CONTRATAPA
› Por Irene Ocampo
Sentada, esperando el momento en que se llevarán el cajón con los restos de mi madre al cementerio, pienso en las cosas que viví con ella. Mis primeros años de vida fueron a su lado. Esa etapa de descubrimientos y extrañas sensaciones de no estar del todo acomodada en el mundo.
Los colores y los sonidos los vi y escuché por primera vez a su lado, en sus brazos quizás. Sin embargo, no recuerdo, ni puedo asociar ningún olor o perfume con mi madre. Siempre olió bien y fue eso, quizás, en mi etapa de rebeldía, lo que me llevó a querer ser lo contrario. Aprendí a caminar de su mano, pero nunca caminé como ella.
En una época temí su mirada. Parecía que lanzaba destellos fulminantes. Pero últimamente se había suavizado, humanizado, quizás otra vez. Aunque el aprendizaje escolar no fue de los mejores recuerdos que tengo con ella, hubieron otros aprendizajes que me acompañaron toda mi vida.

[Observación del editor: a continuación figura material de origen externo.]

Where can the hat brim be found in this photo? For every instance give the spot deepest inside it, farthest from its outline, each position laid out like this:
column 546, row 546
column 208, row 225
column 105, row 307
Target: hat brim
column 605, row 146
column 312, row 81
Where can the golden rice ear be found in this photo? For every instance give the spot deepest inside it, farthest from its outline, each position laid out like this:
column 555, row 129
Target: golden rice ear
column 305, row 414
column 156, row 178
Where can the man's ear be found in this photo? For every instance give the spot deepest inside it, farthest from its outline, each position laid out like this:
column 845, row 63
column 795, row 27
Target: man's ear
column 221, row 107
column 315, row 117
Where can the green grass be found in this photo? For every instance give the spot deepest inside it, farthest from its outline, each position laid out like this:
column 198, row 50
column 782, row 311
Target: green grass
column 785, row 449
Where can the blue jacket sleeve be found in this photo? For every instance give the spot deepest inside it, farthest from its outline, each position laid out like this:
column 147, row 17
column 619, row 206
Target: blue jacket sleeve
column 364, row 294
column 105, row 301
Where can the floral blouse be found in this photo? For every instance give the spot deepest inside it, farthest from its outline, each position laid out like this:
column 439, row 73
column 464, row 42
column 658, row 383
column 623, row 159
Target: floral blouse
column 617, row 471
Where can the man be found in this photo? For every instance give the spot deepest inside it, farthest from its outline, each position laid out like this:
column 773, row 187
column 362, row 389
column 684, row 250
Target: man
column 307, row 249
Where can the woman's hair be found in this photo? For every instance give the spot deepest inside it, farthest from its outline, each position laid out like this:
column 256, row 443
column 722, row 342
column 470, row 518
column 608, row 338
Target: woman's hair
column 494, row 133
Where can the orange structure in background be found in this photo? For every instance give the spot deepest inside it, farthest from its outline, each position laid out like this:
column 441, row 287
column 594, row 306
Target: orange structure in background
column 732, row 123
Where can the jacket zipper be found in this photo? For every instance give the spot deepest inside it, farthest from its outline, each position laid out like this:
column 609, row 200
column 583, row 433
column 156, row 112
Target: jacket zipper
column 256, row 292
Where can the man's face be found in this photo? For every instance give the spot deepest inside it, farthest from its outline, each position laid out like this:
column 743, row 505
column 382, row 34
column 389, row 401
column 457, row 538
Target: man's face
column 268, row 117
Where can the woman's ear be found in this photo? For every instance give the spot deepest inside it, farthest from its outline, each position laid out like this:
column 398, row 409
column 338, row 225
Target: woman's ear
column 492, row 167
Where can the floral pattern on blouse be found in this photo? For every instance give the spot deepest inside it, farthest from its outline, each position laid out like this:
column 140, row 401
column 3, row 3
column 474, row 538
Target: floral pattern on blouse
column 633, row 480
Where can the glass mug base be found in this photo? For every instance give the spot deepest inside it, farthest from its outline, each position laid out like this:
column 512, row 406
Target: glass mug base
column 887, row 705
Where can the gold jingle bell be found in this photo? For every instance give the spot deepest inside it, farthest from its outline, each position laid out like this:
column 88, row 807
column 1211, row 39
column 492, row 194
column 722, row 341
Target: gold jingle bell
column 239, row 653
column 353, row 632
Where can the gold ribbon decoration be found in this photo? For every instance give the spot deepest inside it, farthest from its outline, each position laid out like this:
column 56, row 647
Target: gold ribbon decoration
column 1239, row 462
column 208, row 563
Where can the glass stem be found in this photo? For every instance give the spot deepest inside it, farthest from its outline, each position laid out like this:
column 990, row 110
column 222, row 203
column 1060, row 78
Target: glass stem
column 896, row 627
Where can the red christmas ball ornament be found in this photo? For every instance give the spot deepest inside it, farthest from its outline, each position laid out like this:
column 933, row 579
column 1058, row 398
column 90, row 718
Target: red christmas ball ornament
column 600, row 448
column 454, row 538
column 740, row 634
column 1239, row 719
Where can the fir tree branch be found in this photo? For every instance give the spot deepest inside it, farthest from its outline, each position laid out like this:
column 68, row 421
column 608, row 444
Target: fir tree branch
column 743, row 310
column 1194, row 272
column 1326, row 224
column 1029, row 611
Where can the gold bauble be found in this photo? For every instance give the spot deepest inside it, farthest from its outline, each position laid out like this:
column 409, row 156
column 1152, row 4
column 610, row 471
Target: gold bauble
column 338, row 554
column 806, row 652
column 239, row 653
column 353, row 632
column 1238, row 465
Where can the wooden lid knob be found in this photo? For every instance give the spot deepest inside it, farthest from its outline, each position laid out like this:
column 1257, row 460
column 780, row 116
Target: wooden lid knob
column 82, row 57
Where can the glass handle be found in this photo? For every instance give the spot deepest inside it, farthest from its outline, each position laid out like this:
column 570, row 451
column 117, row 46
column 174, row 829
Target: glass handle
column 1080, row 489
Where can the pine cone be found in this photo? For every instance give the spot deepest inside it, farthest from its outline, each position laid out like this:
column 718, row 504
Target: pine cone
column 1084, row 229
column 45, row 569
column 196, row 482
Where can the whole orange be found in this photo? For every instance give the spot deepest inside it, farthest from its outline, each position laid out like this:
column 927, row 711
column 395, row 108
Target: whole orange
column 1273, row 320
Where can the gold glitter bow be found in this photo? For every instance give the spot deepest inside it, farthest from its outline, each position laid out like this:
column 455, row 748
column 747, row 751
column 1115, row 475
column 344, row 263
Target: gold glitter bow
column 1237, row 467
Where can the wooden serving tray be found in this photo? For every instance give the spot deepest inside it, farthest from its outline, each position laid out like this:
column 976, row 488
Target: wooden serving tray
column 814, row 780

Aprender a cocinar a muy temprana edad, lo básico y necesario para poder sobrevivir, y también algunos platos más complicados. La música, que forma parte de mi vida, la conocí con ella. Y el gusto variado y amplio que hoy tengo empezó a formarse escuchando jazz, tango y música clásica y popular de las radios AM de los años 70.
Coser y tejer también fueron cosas que me enseñó de muy chica, porque yo seguramente quería imitarla, ayudarla, o por simple curiosidad. Y con ella aprendí, de la peor forma, de qué se trata la discriminación por orientación sexual, la homofobia, y más específicamente la lesbofobia. Algo que hubiese preferido no conocer y menos de su parte.
Recuerdos alegres y tristes se mezclan a la hora de repasar la vida que compartimos juntas. Son recuerdos atravesados, matizados, saborizados por el afecto, el cariño, el amor filial y maternal, y también por las consecuencias menos afortunadas que otros sentimientos me provocan.
Mi madre fue mi familia de sangre más directa, la principal en todo caso, y aunque ella tenía muchos hermanos, y por ende yo muchos primos y primas, con los que sólo tuve cercanía en mi infancia, los lazos más fuertes de familiaridad los encontré afuera del círculo de consanguinidad.
Sin embargo, por mucho que me hayan dolido algunos de sus actos, todos aquellos momentos inauguradores, fundantes si se quiere, de mis futuras sensaciones, intereses, y desafíos por sobrellevar, me acompañaron durante todos estos años. Y hoy, que ella no está más conmigo en la forma corporal, siento que me acompaña de todos modos, en esos recuerdos impresos en el comienzo de mi vida.
Con las lecturas sobre feminismo, y las charlas con compañeras, pude acomodar algunos de los sentimientos oscuros que los sufrimientos me dejaron. La resiliencia, de la que pude leer hace poco tiempo, me permitió examinar cómo yo, de una manera inconciente, superé los dolores y angustias, para establecer nuevos estándares en mi vida, o restablecer aquellos que conocí alguna vez.
Con el tiempo, los nuevos afectos y las elecciones hechas y vividas con plenitud me permitieron acercarme a mi madre de otro modo. Ella también pasó por sus propias experiencias de transformación. Esto contribuyó a sanar nuestras heridas mutuas, si se quiere.
Por eso hoy que ya no está, y que parece que tantas cosas quedaron inconclusas, siento que lo mejor que pudimos hacer fue finalizar este camino que emprendimos juntas de la mejor manera. Y aunque nos unían muchas cosas, entre ellas el de ser sobrevivientes las dos de lo que el sistema patriarcal, para ella, y además heteronormativo para mí, ofrece a las mujeres pobres, y nos sobrepusimos de modos muy distintos, algo nos siguió aunando de cierta forma.
No es la primera vez que escribo sobre mi madre, supongo que no será la última vez. Hoy sin embargo, por más que me esfuerce, la letra toma un tono un poco más opaco que de costumbre. Es el duelo por su pérdida, que no pretendo disimular, el que acentúa ese tono, para matizarlo no puedo dejar de ser yo: Gracias Mami por todo.